Narrative Trails: A Method for Coherent Storyline Extraction via Maximum Capacity Path Optimization
Fausto German, Brian Keith, Chris North
TL;DR
Narrative Trails reframes narrative extraction as a maximum capacity path problem on a coherence graph built from latent-space document representations, enabling efficient extraction of up to $k$ distinct storylines between user-specified endpoints. The method combines a projection-space representation (via embeddings, UMAP, and HDBSCAN), a coherence graph with base and sparse coherence measures, and a maximin path-optimization procedure with redundancy reduction. Empirical results across Wikispeedia and multiple datasets show that Narrative Trails achieves higher coherence and reliability than baselines and is faster than Narrative Maps, with demonstrated generalizability and potential for multimodal extensions.

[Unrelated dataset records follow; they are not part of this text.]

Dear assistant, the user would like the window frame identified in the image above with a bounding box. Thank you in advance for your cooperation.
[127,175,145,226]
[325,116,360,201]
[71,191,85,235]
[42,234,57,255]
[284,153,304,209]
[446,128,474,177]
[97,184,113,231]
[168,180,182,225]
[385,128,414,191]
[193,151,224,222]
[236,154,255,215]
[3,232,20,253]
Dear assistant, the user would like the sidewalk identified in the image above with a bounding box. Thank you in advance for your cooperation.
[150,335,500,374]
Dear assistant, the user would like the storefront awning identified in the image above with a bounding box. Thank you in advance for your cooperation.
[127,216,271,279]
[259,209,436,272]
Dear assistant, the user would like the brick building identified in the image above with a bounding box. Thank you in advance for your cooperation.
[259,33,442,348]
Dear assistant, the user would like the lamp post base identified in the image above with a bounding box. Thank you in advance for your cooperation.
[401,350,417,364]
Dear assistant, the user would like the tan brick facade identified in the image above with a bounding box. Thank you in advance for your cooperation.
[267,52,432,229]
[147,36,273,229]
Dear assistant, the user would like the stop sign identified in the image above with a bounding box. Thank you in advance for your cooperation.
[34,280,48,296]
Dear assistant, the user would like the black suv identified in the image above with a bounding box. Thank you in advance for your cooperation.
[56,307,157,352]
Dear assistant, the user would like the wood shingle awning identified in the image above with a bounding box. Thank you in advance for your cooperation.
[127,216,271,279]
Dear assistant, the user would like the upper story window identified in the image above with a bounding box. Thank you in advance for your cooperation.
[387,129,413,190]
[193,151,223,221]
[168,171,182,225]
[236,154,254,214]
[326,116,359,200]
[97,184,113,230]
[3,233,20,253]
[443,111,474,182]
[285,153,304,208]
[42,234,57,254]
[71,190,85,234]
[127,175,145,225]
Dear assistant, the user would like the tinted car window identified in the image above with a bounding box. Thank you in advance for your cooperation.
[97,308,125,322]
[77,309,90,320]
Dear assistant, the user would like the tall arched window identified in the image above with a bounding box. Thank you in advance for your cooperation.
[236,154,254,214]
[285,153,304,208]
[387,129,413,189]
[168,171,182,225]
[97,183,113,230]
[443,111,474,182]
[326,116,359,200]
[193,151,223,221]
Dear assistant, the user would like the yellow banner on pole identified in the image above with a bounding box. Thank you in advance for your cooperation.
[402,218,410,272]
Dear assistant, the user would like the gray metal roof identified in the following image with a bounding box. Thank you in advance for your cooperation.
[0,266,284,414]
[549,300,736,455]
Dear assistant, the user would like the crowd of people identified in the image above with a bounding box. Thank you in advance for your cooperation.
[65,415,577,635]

This approach offers a scalable, abstractive alternative for sensemaking and information synthesis in large, diverse corpora.
Abstract
Traditional information retrieval is primarily concerned with finding relevant information from large datasets without imposing a structure within the retrieved pieces of data. However, structuring information in the form of narratives--ordered sets of documents that form coherent storylines--allows us to identify, interpret, and share insights about the connections and relationships between the ideas presented in the data. Despite their significance, current approaches for algorithmically extracting storylines from data are scarce, with existing methods primarily relying on intricate word-based heuristics and auxiliary document structures. Moreover, many of these methods are difficult to scale to large datasets and general contexts, as they are designed to extract storylines for narrow tasks. In this paper, we propose Narrative Trails, an efficient, general-purpose method for extracting coherent storylines in large text corpora. Specifically, our method uses the semantic-level information embedded in the latent space of deep learning models to build a sparse coherence graph and extract narratives that maximize the minimum coherence of the storylines. By quantitatively evaluating our proposed methods on two distinct narrative extraction tasks, we show the generalizability and scalability of Narrative Trails in multiple contexts while also simplifying the extraction pipeline.